# NLP: Product Comment Sentiment Analysis

**Resources**
*   https://www.geeksforgeeks.org/what-is-sentiment-analysis/ (intro)
*   https://www.nltk.org/api/nltk.tokenize.html (tokenize - separate sentence into words)
*   https://youtu.be/9p1KYtYAus8 (vader lexicon tutorial - for sentiment analysis)
*   dataset (#56 from https://www.nltk.org/nltk_data/)
*   dataset downloaded from https://www.kaggle.com/datasets/mdwaquarazam/headphone-dataset-review-analysis

<br>


<br>
Documents (bg study, methods etc will do later)

> Step 1: Get data (csv file)

> Step 2: Pre-processing.
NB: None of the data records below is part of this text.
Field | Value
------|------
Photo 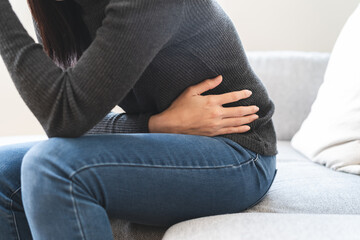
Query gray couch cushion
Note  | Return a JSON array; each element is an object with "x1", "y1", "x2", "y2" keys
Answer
[
  {"x1": 163, "y1": 213, "x2": 360, "y2": 240},
  {"x1": 247, "y1": 141, "x2": 360, "y2": 214},
  {"x1": 247, "y1": 52, "x2": 330, "y2": 140}
]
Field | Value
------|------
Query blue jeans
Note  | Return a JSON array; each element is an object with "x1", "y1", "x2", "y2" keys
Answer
[{"x1": 0, "y1": 133, "x2": 277, "y2": 240}]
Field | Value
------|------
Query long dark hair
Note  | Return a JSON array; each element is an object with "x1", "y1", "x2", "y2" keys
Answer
[{"x1": 27, "y1": 0, "x2": 91, "y2": 69}]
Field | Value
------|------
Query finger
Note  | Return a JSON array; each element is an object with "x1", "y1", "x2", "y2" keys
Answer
[
  {"x1": 191, "y1": 75, "x2": 222, "y2": 95},
  {"x1": 221, "y1": 114, "x2": 259, "y2": 128},
  {"x1": 221, "y1": 105, "x2": 259, "y2": 118},
  {"x1": 218, "y1": 125, "x2": 250, "y2": 135},
  {"x1": 210, "y1": 89, "x2": 252, "y2": 105}
]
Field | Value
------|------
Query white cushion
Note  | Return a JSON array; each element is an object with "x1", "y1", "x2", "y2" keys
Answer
[
  {"x1": 163, "y1": 213, "x2": 360, "y2": 240},
  {"x1": 291, "y1": 5, "x2": 360, "y2": 174}
]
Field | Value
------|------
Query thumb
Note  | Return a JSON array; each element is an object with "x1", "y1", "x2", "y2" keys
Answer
[{"x1": 193, "y1": 75, "x2": 223, "y2": 95}]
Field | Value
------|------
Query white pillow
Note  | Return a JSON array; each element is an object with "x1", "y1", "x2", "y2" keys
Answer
[{"x1": 291, "y1": 5, "x2": 360, "y2": 175}]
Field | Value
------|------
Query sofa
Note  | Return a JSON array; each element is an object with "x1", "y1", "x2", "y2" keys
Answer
[{"x1": 0, "y1": 51, "x2": 360, "y2": 240}]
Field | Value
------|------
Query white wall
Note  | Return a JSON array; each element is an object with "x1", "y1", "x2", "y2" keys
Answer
[
  {"x1": 0, "y1": 0, "x2": 359, "y2": 136},
  {"x1": 218, "y1": 0, "x2": 360, "y2": 52}
]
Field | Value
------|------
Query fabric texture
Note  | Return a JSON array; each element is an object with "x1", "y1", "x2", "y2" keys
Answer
[
  {"x1": 0, "y1": 133, "x2": 276, "y2": 240},
  {"x1": 291, "y1": 5, "x2": 360, "y2": 175},
  {"x1": 163, "y1": 213, "x2": 360, "y2": 240},
  {"x1": 0, "y1": 0, "x2": 277, "y2": 155},
  {"x1": 247, "y1": 51, "x2": 330, "y2": 141},
  {"x1": 247, "y1": 141, "x2": 360, "y2": 215}
]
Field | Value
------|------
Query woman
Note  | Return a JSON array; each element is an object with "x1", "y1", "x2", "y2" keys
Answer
[{"x1": 0, "y1": 0, "x2": 277, "y2": 239}]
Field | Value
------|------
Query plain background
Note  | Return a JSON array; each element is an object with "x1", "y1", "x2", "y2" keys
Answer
[{"x1": 0, "y1": 0, "x2": 359, "y2": 136}]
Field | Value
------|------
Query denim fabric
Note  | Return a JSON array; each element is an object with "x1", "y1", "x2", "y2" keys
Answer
[{"x1": 0, "y1": 133, "x2": 277, "y2": 240}]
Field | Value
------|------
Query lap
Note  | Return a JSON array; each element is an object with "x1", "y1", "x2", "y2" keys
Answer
[
  {"x1": 22, "y1": 133, "x2": 257, "y2": 169},
  {"x1": 0, "y1": 133, "x2": 275, "y2": 225}
]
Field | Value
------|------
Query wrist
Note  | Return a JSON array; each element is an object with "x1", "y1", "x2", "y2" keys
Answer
[{"x1": 148, "y1": 113, "x2": 175, "y2": 133}]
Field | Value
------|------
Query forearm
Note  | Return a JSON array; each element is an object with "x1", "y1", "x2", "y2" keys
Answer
[
  {"x1": 0, "y1": 0, "x2": 182, "y2": 137},
  {"x1": 86, "y1": 112, "x2": 154, "y2": 135}
]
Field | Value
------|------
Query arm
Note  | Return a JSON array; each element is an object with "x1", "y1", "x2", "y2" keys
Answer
[
  {"x1": 32, "y1": 18, "x2": 153, "y2": 134},
  {"x1": 0, "y1": 0, "x2": 183, "y2": 137},
  {"x1": 86, "y1": 112, "x2": 153, "y2": 134}
]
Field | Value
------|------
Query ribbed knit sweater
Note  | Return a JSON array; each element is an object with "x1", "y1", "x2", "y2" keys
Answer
[{"x1": 0, "y1": 0, "x2": 278, "y2": 155}]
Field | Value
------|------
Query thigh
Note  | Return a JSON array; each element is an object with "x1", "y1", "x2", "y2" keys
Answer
[
  {"x1": 0, "y1": 141, "x2": 40, "y2": 198},
  {"x1": 22, "y1": 133, "x2": 273, "y2": 226}
]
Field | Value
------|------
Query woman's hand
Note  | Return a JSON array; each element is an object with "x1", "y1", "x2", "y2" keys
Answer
[{"x1": 149, "y1": 75, "x2": 259, "y2": 136}]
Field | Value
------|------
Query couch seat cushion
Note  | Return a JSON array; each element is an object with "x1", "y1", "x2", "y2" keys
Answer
[
  {"x1": 247, "y1": 141, "x2": 360, "y2": 214},
  {"x1": 163, "y1": 213, "x2": 360, "y2": 240}
]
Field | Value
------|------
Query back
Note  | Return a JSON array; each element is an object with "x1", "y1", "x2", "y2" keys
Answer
[{"x1": 120, "y1": 0, "x2": 277, "y2": 155}]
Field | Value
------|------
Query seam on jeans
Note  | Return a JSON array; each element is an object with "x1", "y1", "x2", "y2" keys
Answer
[
  {"x1": 68, "y1": 157, "x2": 257, "y2": 179},
  {"x1": 10, "y1": 187, "x2": 21, "y2": 239},
  {"x1": 70, "y1": 180, "x2": 86, "y2": 239}
]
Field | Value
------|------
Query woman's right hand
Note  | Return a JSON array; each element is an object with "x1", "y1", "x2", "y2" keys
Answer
[{"x1": 149, "y1": 75, "x2": 259, "y2": 136}]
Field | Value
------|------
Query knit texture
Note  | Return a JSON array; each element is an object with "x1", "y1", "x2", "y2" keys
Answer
[{"x1": 0, "y1": 0, "x2": 278, "y2": 155}]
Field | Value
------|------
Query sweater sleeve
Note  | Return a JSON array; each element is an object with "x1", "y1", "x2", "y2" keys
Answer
[
  {"x1": 32, "y1": 18, "x2": 155, "y2": 134},
  {"x1": 86, "y1": 112, "x2": 152, "y2": 134},
  {"x1": 0, "y1": 0, "x2": 183, "y2": 137}
]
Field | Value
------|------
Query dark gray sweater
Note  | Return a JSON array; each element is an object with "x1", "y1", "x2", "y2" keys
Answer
[{"x1": 0, "y1": 0, "x2": 278, "y2": 155}]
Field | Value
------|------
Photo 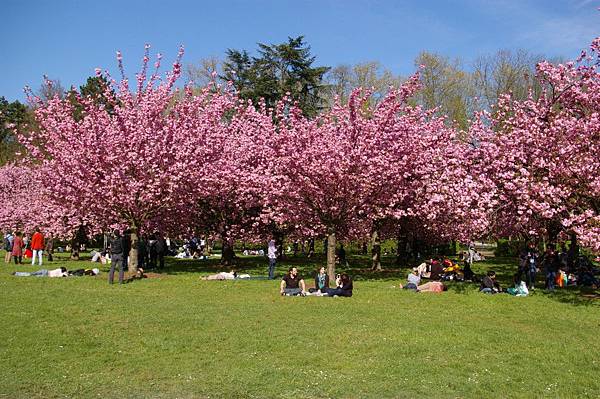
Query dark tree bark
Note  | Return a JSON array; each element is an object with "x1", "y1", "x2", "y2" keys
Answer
[{"x1": 371, "y1": 229, "x2": 381, "y2": 270}]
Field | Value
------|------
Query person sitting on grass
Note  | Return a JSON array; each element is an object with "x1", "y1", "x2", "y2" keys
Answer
[
  {"x1": 327, "y1": 273, "x2": 353, "y2": 297},
  {"x1": 417, "y1": 281, "x2": 448, "y2": 292},
  {"x1": 479, "y1": 270, "x2": 502, "y2": 294},
  {"x1": 308, "y1": 266, "x2": 329, "y2": 294},
  {"x1": 398, "y1": 267, "x2": 421, "y2": 290},
  {"x1": 506, "y1": 273, "x2": 529, "y2": 296},
  {"x1": 279, "y1": 267, "x2": 306, "y2": 296},
  {"x1": 13, "y1": 267, "x2": 68, "y2": 277}
]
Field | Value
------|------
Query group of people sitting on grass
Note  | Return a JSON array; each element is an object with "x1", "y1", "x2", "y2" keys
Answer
[
  {"x1": 13, "y1": 267, "x2": 100, "y2": 277},
  {"x1": 279, "y1": 267, "x2": 353, "y2": 297}
]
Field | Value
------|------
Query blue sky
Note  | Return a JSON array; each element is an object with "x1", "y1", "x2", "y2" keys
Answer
[{"x1": 0, "y1": 0, "x2": 600, "y2": 101}]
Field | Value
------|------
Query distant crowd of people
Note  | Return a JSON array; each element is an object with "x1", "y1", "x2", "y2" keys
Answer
[
  {"x1": 4, "y1": 228, "x2": 53, "y2": 266},
  {"x1": 4, "y1": 228, "x2": 600, "y2": 297}
]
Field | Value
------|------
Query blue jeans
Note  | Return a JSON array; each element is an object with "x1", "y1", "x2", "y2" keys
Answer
[
  {"x1": 526, "y1": 269, "x2": 536, "y2": 289},
  {"x1": 269, "y1": 258, "x2": 277, "y2": 280}
]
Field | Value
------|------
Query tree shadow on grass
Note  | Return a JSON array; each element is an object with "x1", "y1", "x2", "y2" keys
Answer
[{"x1": 153, "y1": 254, "x2": 600, "y2": 306}]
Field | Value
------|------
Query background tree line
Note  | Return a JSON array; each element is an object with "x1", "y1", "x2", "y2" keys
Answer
[{"x1": 0, "y1": 36, "x2": 543, "y2": 164}]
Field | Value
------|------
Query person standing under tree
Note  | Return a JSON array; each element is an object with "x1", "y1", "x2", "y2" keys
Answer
[
  {"x1": 12, "y1": 231, "x2": 25, "y2": 264},
  {"x1": 267, "y1": 237, "x2": 277, "y2": 280},
  {"x1": 4, "y1": 231, "x2": 15, "y2": 263},
  {"x1": 31, "y1": 227, "x2": 45, "y2": 267},
  {"x1": 45, "y1": 234, "x2": 54, "y2": 262},
  {"x1": 108, "y1": 230, "x2": 127, "y2": 284}
]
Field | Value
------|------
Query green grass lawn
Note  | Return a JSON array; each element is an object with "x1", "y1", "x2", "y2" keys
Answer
[{"x1": 0, "y1": 252, "x2": 600, "y2": 398}]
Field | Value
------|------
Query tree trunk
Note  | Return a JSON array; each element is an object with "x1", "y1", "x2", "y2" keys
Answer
[
  {"x1": 396, "y1": 233, "x2": 408, "y2": 266},
  {"x1": 371, "y1": 229, "x2": 381, "y2": 270},
  {"x1": 327, "y1": 232, "x2": 336, "y2": 281},
  {"x1": 273, "y1": 231, "x2": 285, "y2": 261},
  {"x1": 221, "y1": 237, "x2": 235, "y2": 266},
  {"x1": 127, "y1": 226, "x2": 138, "y2": 274}
]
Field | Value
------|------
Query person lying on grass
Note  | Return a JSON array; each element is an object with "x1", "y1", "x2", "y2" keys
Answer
[
  {"x1": 13, "y1": 267, "x2": 68, "y2": 277},
  {"x1": 398, "y1": 281, "x2": 448, "y2": 292},
  {"x1": 479, "y1": 270, "x2": 502, "y2": 294},
  {"x1": 202, "y1": 270, "x2": 250, "y2": 280},
  {"x1": 279, "y1": 267, "x2": 306, "y2": 296}
]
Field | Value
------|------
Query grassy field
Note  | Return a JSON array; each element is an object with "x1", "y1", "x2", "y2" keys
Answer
[{"x1": 0, "y1": 252, "x2": 600, "y2": 398}]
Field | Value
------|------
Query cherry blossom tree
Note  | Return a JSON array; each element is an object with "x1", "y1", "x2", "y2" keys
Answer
[
  {"x1": 471, "y1": 38, "x2": 600, "y2": 251},
  {"x1": 21, "y1": 46, "x2": 241, "y2": 271}
]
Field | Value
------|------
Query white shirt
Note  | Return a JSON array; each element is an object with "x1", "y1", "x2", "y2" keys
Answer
[{"x1": 267, "y1": 240, "x2": 277, "y2": 259}]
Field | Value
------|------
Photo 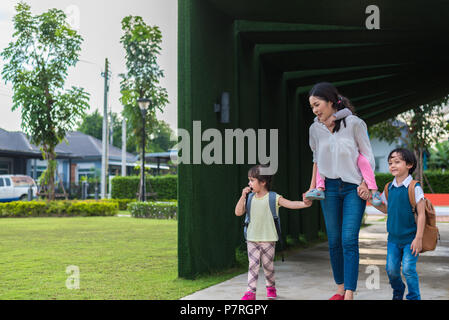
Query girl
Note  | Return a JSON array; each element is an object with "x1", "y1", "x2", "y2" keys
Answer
[
  {"x1": 309, "y1": 82, "x2": 375, "y2": 300},
  {"x1": 235, "y1": 165, "x2": 312, "y2": 300},
  {"x1": 306, "y1": 107, "x2": 382, "y2": 206}
]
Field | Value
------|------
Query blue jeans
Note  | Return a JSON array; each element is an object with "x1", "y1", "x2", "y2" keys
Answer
[
  {"x1": 321, "y1": 178, "x2": 366, "y2": 291},
  {"x1": 386, "y1": 241, "x2": 421, "y2": 300}
]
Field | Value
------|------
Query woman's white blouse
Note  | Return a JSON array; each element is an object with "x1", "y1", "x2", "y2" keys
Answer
[{"x1": 309, "y1": 115, "x2": 376, "y2": 185}]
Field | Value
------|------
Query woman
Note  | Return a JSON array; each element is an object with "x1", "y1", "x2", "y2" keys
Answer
[{"x1": 309, "y1": 82, "x2": 375, "y2": 300}]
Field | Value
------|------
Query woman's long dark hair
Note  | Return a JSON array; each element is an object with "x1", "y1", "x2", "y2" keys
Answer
[{"x1": 309, "y1": 82, "x2": 356, "y2": 132}]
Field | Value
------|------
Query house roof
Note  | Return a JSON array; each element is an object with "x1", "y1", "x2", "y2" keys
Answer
[
  {"x1": 58, "y1": 131, "x2": 136, "y2": 162},
  {"x1": 0, "y1": 129, "x2": 74, "y2": 158},
  {"x1": 0, "y1": 129, "x2": 136, "y2": 162}
]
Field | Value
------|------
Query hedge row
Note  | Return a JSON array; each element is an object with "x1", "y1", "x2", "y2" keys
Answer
[
  {"x1": 128, "y1": 201, "x2": 178, "y2": 220},
  {"x1": 111, "y1": 175, "x2": 178, "y2": 199},
  {"x1": 0, "y1": 200, "x2": 118, "y2": 217},
  {"x1": 376, "y1": 171, "x2": 449, "y2": 193}
]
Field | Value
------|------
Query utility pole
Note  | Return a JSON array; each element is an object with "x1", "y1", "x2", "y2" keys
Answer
[
  {"x1": 100, "y1": 58, "x2": 109, "y2": 199},
  {"x1": 122, "y1": 117, "x2": 126, "y2": 177}
]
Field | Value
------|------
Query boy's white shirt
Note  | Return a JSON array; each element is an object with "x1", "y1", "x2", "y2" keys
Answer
[{"x1": 381, "y1": 175, "x2": 424, "y2": 205}]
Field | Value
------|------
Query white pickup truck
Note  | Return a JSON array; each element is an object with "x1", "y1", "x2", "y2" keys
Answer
[{"x1": 0, "y1": 175, "x2": 37, "y2": 202}]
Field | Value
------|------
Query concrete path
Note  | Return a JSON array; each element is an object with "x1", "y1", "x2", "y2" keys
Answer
[{"x1": 182, "y1": 216, "x2": 449, "y2": 300}]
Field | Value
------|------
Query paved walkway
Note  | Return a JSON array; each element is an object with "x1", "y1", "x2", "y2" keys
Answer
[{"x1": 183, "y1": 215, "x2": 449, "y2": 300}]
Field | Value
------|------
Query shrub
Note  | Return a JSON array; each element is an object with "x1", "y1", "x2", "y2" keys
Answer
[
  {"x1": 111, "y1": 175, "x2": 178, "y2": 199},
  {"x1": 0, "y1": 200, "x2": 118, "y2": 217},
  {"x1": 128, "y1": 202, "x2": 178, "y2": 219}
]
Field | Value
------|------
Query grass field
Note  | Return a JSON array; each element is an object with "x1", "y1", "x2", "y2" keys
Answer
[{"x1": 0, "y1": 217, "x2": 246, "y2": 300}]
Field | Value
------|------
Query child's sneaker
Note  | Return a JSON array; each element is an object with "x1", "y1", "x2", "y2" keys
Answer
[
  {"x1": 267, "y1": 287, "x2": 277, "y2": 299},
  {"x1": 305, "y1": 189, "x2": 324, "y2": 200},
  {"x1": 371, "y1": 191, "x2": 382, "y2": 207},
  {"x1": 240, "y1": 291, "x2": 256, "y2": 300}
]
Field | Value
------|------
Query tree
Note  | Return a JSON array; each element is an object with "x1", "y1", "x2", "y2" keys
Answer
[
  {"x1": 1, "y1": 2, "x2": 89, "y2": 200},
  {"x1": 120, "y1": 16, "x2": 168, "y2": 149},
  {"x1": 77, "y1": 110, "x2": 176, "y2": 153},
  {"x1": 429, "y1": 140, "x2": 449, "y2": 170},
  {"x1": 370, "y1": 96, "x2": 449, "y2": 181}
]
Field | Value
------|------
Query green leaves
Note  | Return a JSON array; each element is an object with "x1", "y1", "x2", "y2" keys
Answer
[
  {"x1": 120, "y1": 16, "x2": 168, "y2": 150},
  {"x1": 1, "y1": 2, "x2": 89, "y2": 199}
]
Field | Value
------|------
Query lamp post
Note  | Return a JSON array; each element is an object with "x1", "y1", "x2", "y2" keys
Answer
[{"x1": 137, "y1": 98, "x2": 151, "y2": 201}]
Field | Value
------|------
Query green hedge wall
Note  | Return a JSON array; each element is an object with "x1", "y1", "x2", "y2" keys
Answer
[
  {"x1": 128, "y1": 201, "x2": 178, "y2": 220},
  {"x1": 0, "y1": 200, "x2": 119, "y2": 217},
  {"x1": 111, "y1": 175, "x2": 178, "y2": 200},
  {"x1": 376, "y1": 171, "x2": 449, "y2": 193}
]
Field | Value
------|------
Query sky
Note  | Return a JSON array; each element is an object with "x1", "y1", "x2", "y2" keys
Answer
[{"x1": 0, "y1": 0, "x2": 178, "y2": 131}]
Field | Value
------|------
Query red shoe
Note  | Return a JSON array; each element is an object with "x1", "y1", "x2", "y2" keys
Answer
[{"x1": 329, "y1": 293, "x2": 345, "y2": 300}]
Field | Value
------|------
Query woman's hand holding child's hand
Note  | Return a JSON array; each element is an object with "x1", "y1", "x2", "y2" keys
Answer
[
  {"x1": 410, "y1": 238, "x2": 422, "y2": 257},
  {"x1": 302, "y1": 193, "x2": 312, "y2": 207}
]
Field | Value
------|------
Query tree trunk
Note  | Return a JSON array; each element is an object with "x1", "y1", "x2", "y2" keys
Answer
[{"x1": 47, "y1": 147, "x2": 56, "y2": 201}]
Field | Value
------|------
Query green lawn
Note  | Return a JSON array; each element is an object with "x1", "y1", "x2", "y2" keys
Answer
[{"x1": 0, "y1": 217, "x2": 246, "y2": 300}]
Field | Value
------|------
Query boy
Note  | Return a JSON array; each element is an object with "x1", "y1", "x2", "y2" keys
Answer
[{"x1": 370, "y1": 148, "x2": 426, "y2": 300}]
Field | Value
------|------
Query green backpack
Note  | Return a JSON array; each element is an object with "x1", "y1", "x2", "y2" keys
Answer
[{"x1": 243, "y1": 191, "x2": 284, "y2": 261}]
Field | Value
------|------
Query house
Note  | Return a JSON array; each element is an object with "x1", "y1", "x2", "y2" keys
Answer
[{"x1": 0, "y1": 129, "x2": 136, "y2": 188}]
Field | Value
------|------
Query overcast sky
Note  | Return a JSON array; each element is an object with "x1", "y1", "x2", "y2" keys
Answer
[{"x1": 0, "y1": 0, "x2": 178, "y2": 131}]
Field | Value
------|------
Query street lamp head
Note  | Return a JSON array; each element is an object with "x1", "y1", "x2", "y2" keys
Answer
[{"x1": 137, "y1": 98, "x2": 151, "y2": 111}]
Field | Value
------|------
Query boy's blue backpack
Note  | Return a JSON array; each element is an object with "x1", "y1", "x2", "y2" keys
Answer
[{"x1": 243, "y1": 191, "x2": 284, "y2": 261}]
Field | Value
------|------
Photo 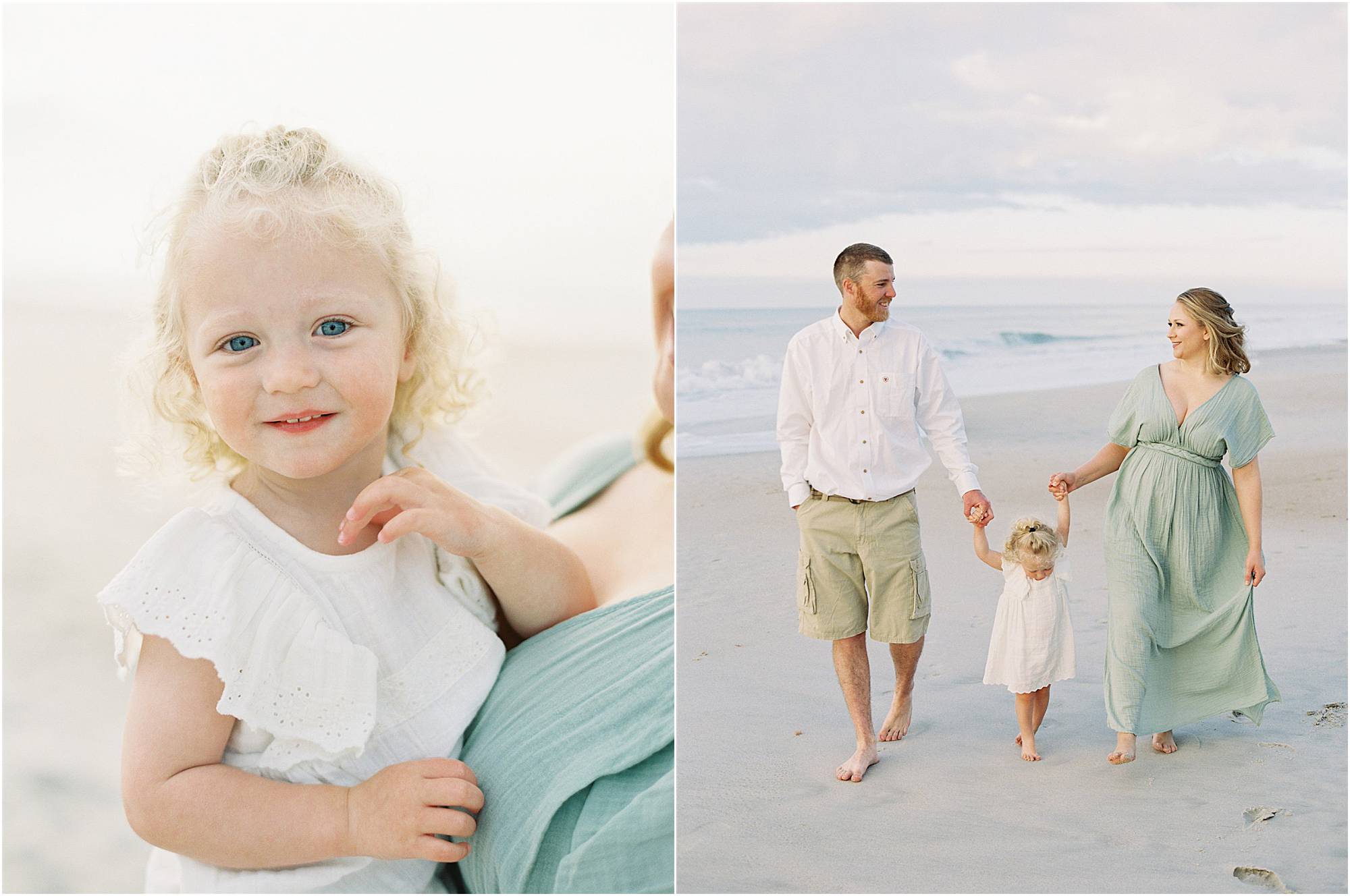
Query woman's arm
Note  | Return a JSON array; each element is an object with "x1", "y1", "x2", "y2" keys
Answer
[
  {"x1": 1054, "y1": 491, "x2": 1069, "y2": 548},
  {"x1": 1050, "y1": 441, "x2": 1130, "y2": 495},
  {"x1": 972, "y1": 522, "x2": 1003, "y2": 569},
  {"x1": 122, "y1": 636, "x2": 482, "y2": 868},
  {"x1": 1233, "y1": 457, "x2": 1265, "y2": 587}
]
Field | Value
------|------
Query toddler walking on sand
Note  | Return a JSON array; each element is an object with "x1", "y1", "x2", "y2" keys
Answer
[{"x1": 971, "y1": 494, "x2": 1075, "y2": 762}]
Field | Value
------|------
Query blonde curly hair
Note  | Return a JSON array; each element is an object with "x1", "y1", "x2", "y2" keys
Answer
[
  {"x1": 1003, "y1": 517, "x2": 1064, "y2": 569},
  {"x1": 122, "y1": 125, "x2": 479, "y2": 479}
]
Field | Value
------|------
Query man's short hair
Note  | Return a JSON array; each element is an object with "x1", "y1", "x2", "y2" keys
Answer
[{"x1": 834, "y1": 243, "x2": 895, "y2": 293}]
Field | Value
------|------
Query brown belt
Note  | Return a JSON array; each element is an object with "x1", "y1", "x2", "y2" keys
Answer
[{"x1": 811, "y1": 488, "x2": 914, "y2": 503}]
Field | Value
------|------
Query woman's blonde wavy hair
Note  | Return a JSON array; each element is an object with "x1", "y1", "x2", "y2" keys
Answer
[
  {"x1": 123, "y1": 127, "x2": 479, "y2": 479},
  {"x1": 1177, "y1": 286, "x2": 1251, "y2": 376},
  {"x1": 1003, "y1": 517, "x2": 1064, "y2": 569}
]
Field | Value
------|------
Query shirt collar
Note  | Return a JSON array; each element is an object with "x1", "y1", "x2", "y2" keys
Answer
[{"x1": 833, "y1": 313, "x2": 890, "y2": 341}]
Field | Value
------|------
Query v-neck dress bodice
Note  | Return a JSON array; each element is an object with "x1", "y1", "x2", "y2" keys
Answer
[{"x1": 1104, "y1": 366, "x2": 1280, "y2": 734}]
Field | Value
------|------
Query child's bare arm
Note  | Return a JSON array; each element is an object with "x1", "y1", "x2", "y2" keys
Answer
[
  {"x1": 122, "y1": 636, "x2": 482, "y2": 868},
  {"x1": 1050, "y1": 491, "x2": 1069, "y2": 548},
  {"x1": 338, "y1": 467, "x2": 595, "y2": 638},
  {"x1": 971, "y1": 524, "x2": 1003, "y2": 569}
]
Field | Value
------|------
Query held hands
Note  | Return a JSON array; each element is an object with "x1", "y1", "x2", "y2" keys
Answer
[
  {"x1": 1242, "y1": 551, "x2": 1265, "y2": 588},
  {"x1": 347, "y1": 758, "x2": 483, "y2": 862},
  {"x1": 1048, "y1": 472, "x2": 1079, "y2": 501},
  {"x1": 961, "y1": 488, "x2": 994, "y2": 529},
  {"x1": 338, "y1": 467, "x2": 495, "y2": 560}
]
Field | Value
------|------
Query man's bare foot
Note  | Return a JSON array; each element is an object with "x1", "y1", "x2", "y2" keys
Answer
[
  {"x1": 876, "y1": 692, "x2": 914, "y2": 741},
  {"x1": 1106, "y1": 731, "x2": 1134, "y2": 765},
  {"x1": 834, "y1": 746, "x2": 878, "y2": 781}
]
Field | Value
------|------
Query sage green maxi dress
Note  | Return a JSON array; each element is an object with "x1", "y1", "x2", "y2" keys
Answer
[
  {"x1": 1104, "y1": 366, "x2": 1280, "y2": 734},
  {"x1": 451, "y1": 433, "x2": 675, "y2": 893}
]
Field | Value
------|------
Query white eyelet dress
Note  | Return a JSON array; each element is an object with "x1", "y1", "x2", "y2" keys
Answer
[
  {"x1": 984, "y1": 556, "x2": 1076, "y2": 694},
  {"x1": 99, "y1": 433, "x2": 551, "y2": 893}
]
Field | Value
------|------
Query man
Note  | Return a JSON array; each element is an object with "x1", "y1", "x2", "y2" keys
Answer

Tokenize, Lemmatize, remove stopwords, punctuations etc, then do sentiment analysis

> Step 3: Count vectorizer (frequency each words appeared), then identify similarity (use cosine similarity equation, correlation etc.)

> Step 4: each of us will choose our preferred method (bayes, knn, k-means)

> Step 5: compare the results (from using different methods)







# Getting Data & Setup


In [None]:
# install nltk (terminal line commands)
%pip install nltk
%pip install pandas

import nltk
import site
import pandas as pd    # to allow us to read csv file
import random
from nltk.sentiment.vader import SentimentIntensityAnalyzer
from nltk.corpus import stopwords
from nltk.tokenize import word_tokenize # for tokenization of words
from nltk.stem import WordNetLemmatizer # for lemmatization
import re # python's 're' module to create empty strings with pattern that matches pucnctuation marks

nltk.download('all')
site.getsitepackages() # to find our current path, we imported site, and getsitepackages()

# Read data

In [4]:
data = pd.read_csv('headphone_datn.csv')

In [5]:
# data.head()
total = data.count()
print(total)

Customer_Name    1604
REVIEW_TITLE     1594
Color            1604
REVIEW_DATE      1604
COMMENTS         1546
RATINGS          1604
dtype: int64


# Pre-Processing

In [7]:
# create pre processing function

def preprocess_text(text):
  # remove punctuations
  data['COMMENTS'].dropna(inplace=True)
  data['COMMENTS'] = data['COMMENTS'].astype(str)

  tokens = nltk.word_tokenize(text)
  return [w for w in tokens if w.isalpha()]   
  tokens = nltk.word_tokenize(df['COMMENTS'])

  # tokenize the text 
  tokens = word_tokenize(cleaned_text)
  return tokens
  # remove stop words
  filtered_tokens = [token for token in tokens if token not in stopwords.words('english')]

  # lemmatize the tokens
  lemmatizer = WordNetLemmatizer()
  lemmatized_tokens = [lemmatizer.lemmatize(token) for token in filtered_tokens]

  #Join the tokens back into a string
  processed_text = ' '.join(lemmatized_tokens)
  return processed_text


data['tokenized'] = data.apply(lambda x: preprocess_text(x['COMMENTS']), axis=1) 
print(data['tokenized'])


0       [Okay, I, was, skeptical, at, first, to, buy, ...
1       [The, earphone, is, worth, what, you, pay, for...
2       [Particularly, for, people, with, sensitive, e...
3       [Built, Quality, lower, wire, is, a, durable, ...
4       [Do, go, with, the, over, all, start, rating, ...
                              ...                        
1599    [Quite, good, sound, qualityAnd, had, impressi...
1600                                                [Osm]
1601    [Earphones, fits, well, onto, the, ears, does,...
1602    [Sound, quality, very, bad, Over, all, very, b...
1603    [This, is, only, for, calls, Mic, is, good, Bu...
Name: tokenized, Length: 1604, dtype: object


In [8]:
analyzer = SentimentIntensityAnalyzer()

# create get_sentiment function

def get_sentiment(text):

    scores = analyzer.polarity_scores(text)
    sentiment = 1 if scores['pos'] > 0 else 0

    return sentiment

# apply get_sentiment function

data['sentiment'] = data['COMMENTS'].apply(get_sentiment)